Using a fura-2 method, cytosolic Ca2+ concentration [( Ca2+]i) was measured in endothelial cell monolayers from human umbilical vein. In the presence of 1.5 mM Ca2+, bradykinin (BK) induced a rapid (within 15 sec) and dose-dependent (10(-8)-10(-6) M) increase in [Ca2+]i, consisting of an initial peak and a subsequent sustained phase. The pretreatment with 3 mM EGTA for 1 min caused a significant reduction in [Ca2+]i levels both of the basal (p less than 0.05) and BK-stimulated initial peak (p less than 0.001). However, the BK-stimulated initial peak was retained in magnitude for at least 5 min under the treatment with EGTA. In contrast, the sustained phase was completely abolished by EGTA treatment.
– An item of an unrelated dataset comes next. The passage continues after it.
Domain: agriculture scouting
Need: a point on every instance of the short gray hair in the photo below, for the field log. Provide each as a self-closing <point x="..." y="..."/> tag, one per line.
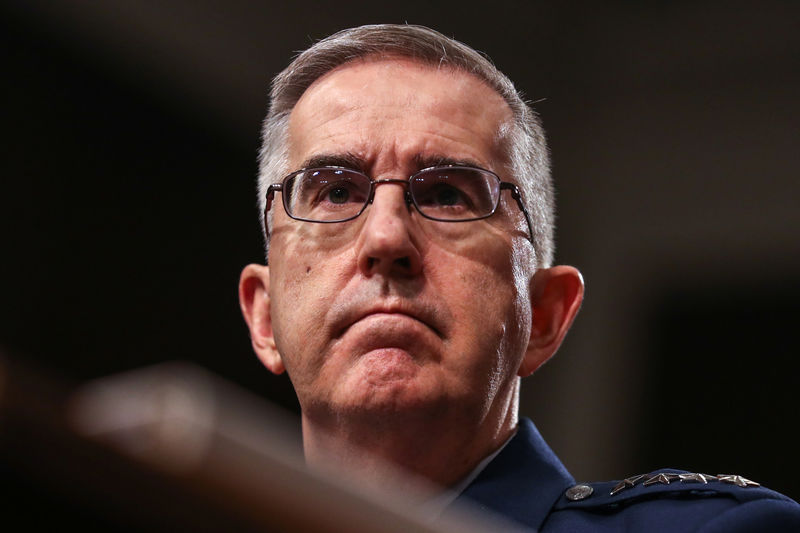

The BK-stimulated Ca2+ transient, once having been completely inhibited by ionomycin (10(-6) M) in the presence of EGTA, was rapidly (within 2 min) recovered to the untreated level by replacing it with fresh medium containing 1.5 mM Ca2+. The present results indicated that BK mobilized Ca2+ from both intracellular and extracellular space(s) and suggest the presence of an extracellular Ca2(+)-dependent rapid refilling system of intracellular Ca2+ store(s) in human vascular endothelial cells.